Out of the darkness of the sky above Dublin Harbor, stars flashed coldly and variably, their rays oscillating as they raced toward the Earth, deflected by gravity and slightly refocused by the lens effect of the atmosphere. As Jesse watched, a group of these stars—seven of them, the cluster known as the Great Bear, Ursa Major—appeared to grow brighter and then to coalesce into a greater light: a newly formed heavenly object too warm and golden to be a star, or even many stars together. The light grew, and it moved closer. It assumed a form that was hard to recognize—too big to encompass with your mind, it might have been—but Jesse had the feeling it was something he had known, something he had seen or been told about.
This light-thing moved down and inward: out of the sky above the harbor, into the night-black landscape of Dublin, Maine. For an instant, it actually seemed to take notice of Jesse's presence. Two great eyes appeared to rest very briefly on him. He raised his arm to shield his face from their burning glow.
Beside him, Gus the timber wolf howled and pranced and leapt high in the air. It was like he was celebrating.
Then the light-thing moved on, and Jesse lowered his arm, and everything was the same again. The same in the sense that, for example, the world was still turning and would go on turning for a while. The sun would keep on coming up and the plants would continue to grow. In that way, the world was the same.
Otherwise, it was completely different.
And Jesse Openhood—let's be clear about this—was the very first person to notice the change. Jesse and his wolf. Though he reckoned that when he got back home, Syzygy would probably say she had known it was coming. And Ari would affect to have heard about it long before anyone. His raven Jack would have told him. Because they were all of them part of the world, and the world was like that.
KEEPER OF MEDICINE
Molly felt large.
Comically large. Cosmically large. She felt the whole world in her belly. She felt the stars in her eyes. She felt men and women scurrying around at her feet—or were they paws now? Men were on one side and women on the other. Don't ask Molly why.

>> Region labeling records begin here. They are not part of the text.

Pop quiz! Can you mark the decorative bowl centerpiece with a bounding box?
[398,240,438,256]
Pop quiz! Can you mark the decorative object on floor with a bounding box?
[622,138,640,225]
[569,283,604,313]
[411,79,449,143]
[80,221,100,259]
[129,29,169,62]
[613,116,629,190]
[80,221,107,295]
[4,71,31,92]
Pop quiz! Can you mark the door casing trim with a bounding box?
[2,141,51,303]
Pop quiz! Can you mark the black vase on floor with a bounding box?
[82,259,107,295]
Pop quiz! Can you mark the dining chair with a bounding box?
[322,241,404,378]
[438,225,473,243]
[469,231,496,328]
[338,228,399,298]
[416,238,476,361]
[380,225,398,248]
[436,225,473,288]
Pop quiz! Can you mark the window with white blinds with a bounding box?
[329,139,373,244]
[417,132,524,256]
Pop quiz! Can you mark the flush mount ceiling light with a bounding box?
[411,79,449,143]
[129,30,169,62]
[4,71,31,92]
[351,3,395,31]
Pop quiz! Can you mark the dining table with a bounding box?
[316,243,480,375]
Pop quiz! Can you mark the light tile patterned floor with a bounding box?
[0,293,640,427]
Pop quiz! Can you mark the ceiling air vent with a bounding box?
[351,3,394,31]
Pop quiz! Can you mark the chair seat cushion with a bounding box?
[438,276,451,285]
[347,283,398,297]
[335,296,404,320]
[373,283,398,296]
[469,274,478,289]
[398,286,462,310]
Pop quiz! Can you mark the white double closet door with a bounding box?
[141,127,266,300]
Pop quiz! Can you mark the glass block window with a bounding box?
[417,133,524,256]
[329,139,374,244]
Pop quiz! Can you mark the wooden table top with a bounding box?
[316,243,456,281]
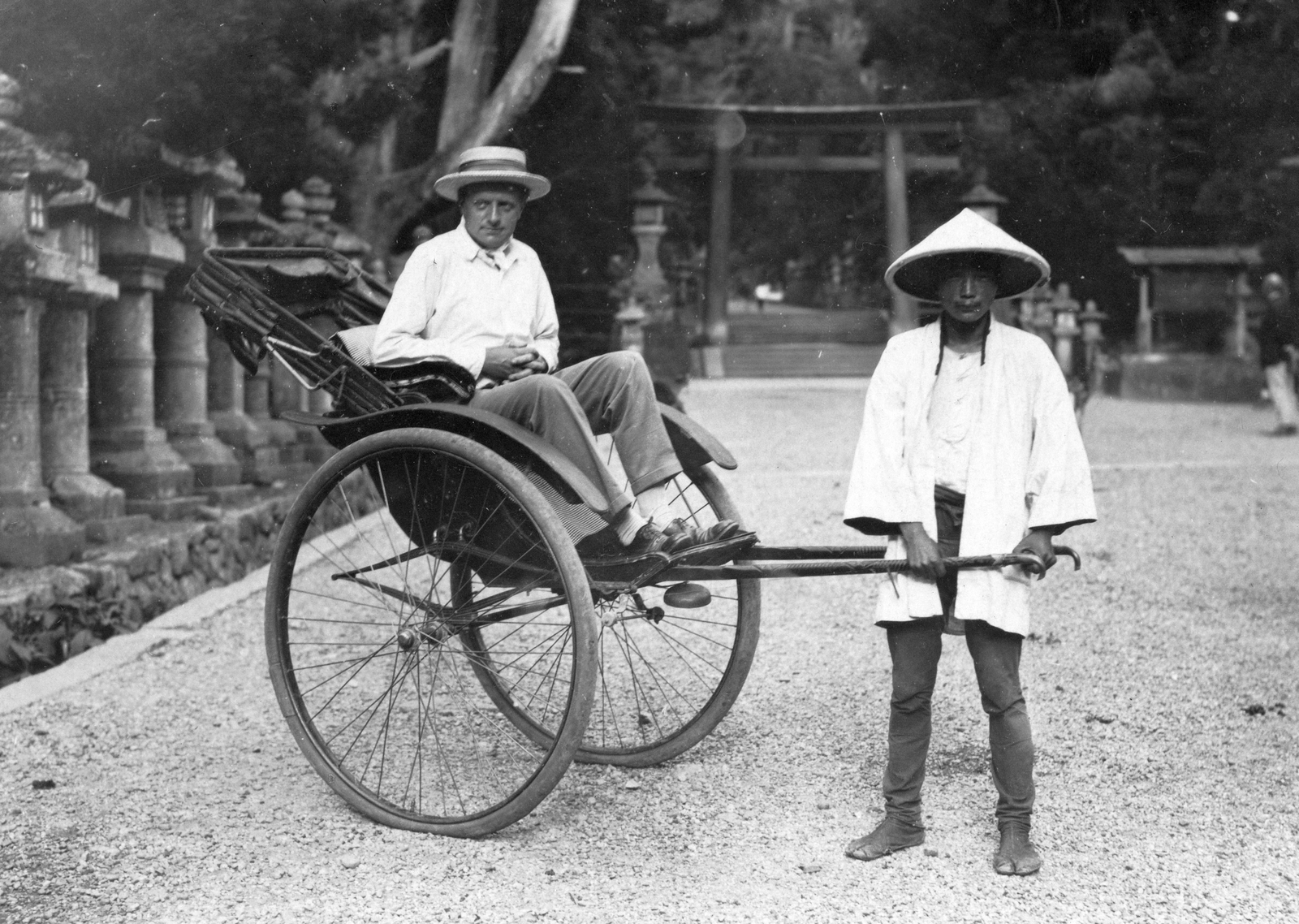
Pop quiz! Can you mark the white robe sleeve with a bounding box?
[843,340,934,535]
[1025,344,1096,534]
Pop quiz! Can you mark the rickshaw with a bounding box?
[187,248,1080,837]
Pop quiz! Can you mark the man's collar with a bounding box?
[455,218,516,269]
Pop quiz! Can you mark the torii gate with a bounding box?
[641,100,981,346]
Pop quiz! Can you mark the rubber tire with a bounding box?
[265,428,599,837]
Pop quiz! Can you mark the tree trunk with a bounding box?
[438,0,498,149]
[357,0,578,256]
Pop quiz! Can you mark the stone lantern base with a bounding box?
[0,498,86,568]
[89,426,204,520]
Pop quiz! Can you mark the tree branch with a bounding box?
[416,0,578,199]
[407,39,451,70]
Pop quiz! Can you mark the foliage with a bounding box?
[7,0,1299,335]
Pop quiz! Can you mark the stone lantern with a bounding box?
[632,171,675,320]
[153,145,248,503]
[89,182,203,520]
[1050,282,1081,376]
[1078,299,1109,390]
[41,182,132,527]
[960,167,1011,225]
[0,74,87,567]
[208,188,284,485]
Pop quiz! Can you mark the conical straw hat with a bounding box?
[885,208,1051,301]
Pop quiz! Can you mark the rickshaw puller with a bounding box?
[373,147,755,558]
[844,209,1096,876]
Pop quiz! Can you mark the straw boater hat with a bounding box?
[433,147,550,200]
[885,208,1051,301]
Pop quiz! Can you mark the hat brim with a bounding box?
[885,248,1051,301]
[433,171,550,201]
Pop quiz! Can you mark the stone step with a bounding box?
[726,309,888,346]
[721,343,885,378]
[126,494,208,522]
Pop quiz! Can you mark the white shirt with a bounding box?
[374,221,560,386]
[929,347,982,494]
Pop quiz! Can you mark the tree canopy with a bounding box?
[7,0,1299,335]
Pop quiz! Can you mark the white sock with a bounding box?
[637,481,677,529]
[609,504,648,546]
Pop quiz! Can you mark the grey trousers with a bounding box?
[883,487,1035,827]
[469,350,680,520]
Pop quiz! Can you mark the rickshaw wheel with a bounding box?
[465,468,762,766]
[265,429,599,837]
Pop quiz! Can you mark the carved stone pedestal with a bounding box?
[153,299,240,490]
[91,223,203,519]
[208,331,283,485]
[41,296,126,527]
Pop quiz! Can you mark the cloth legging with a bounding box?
[883,495,1034,827]
[469,351,680,520]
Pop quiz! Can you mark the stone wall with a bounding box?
[0,481,377,686]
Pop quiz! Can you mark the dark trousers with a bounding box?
[883,489,1034,827]
[469,351,680,519]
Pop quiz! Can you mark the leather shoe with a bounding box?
[576,522,667,559]
[662,520,757,565]
[662,520,743,555]
[992,824,1042,876]
[843,815,925,863]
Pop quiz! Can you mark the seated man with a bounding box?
[373,147,753,560]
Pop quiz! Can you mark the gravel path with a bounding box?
[0,382,1299,922]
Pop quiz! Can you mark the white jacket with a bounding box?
[843,320,1096,636]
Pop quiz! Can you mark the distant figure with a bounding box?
[753,282,784,312]
[844,209,1096,876]
[373,147,756,564]
[1258,273,1299,437]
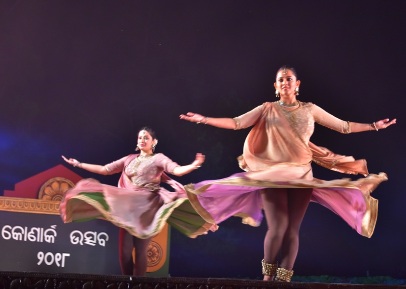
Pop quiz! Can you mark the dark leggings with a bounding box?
[261,188,312,270]
[119,228,151,276]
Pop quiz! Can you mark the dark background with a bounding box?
[0,0,406,278]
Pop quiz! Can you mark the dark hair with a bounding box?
[276,65,298,79]
[138,126,157,139]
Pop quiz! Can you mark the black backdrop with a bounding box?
[0,0,406,278]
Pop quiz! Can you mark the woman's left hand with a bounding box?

Arth Vawr, she said. What do we do now?
But the Heavenly Bear said nothing. And Molly realized with some discomfort (and then elation) that she was the Bear now.
Far out, she thought. It's just like the bumper sticker. You know: thou art goddess. Temporarily, at least.
On a hillside below her, she noticed Jesse Openhood sitting with a bottle of Andrew's in his hand and Gus, the timber wolf, at his side. Molly winked at him. He raised his arm, possibly waving at her.
Enough socializing.
She turned to face the Goddin base, which was a mess. A typical male mess, if you don't mind her saying so. Lots of large-scale destruction. Teams, with leaders. Big fat hoses squirting fluids. Loud noise. Bad smells. What fun. Molly sighed. It would serve them all right, in a way, if she did nothing. If she just let the fire burn and everything be lost. Maybe they'd learn something from their mistakes. But the problem was, as Molly knew, they never learn from their mistakes. Wars, car wrecks, drinking bouts, it makes no difference. They lie down and feel bad for a while, then they get up and do it all over again. And they leave the women to clean up after them.
Molly was tired of it, both as a woman and as a goddess (if only a temporary one). But she couldn't think of anything else to do. It was infuriating, and it made no sense; but was it better to just give up? Let the world go all to hell?
There had to be a better way. Maybe in the next life, if there was a next life, she would think of one. In the meantime...
Molly sighed. The effect of this was a gust of wind out of the south, warm and moist. The flames moved over the fields, spreading to new territory. A fuel-storage building caught fire, to fairly spectacular effect.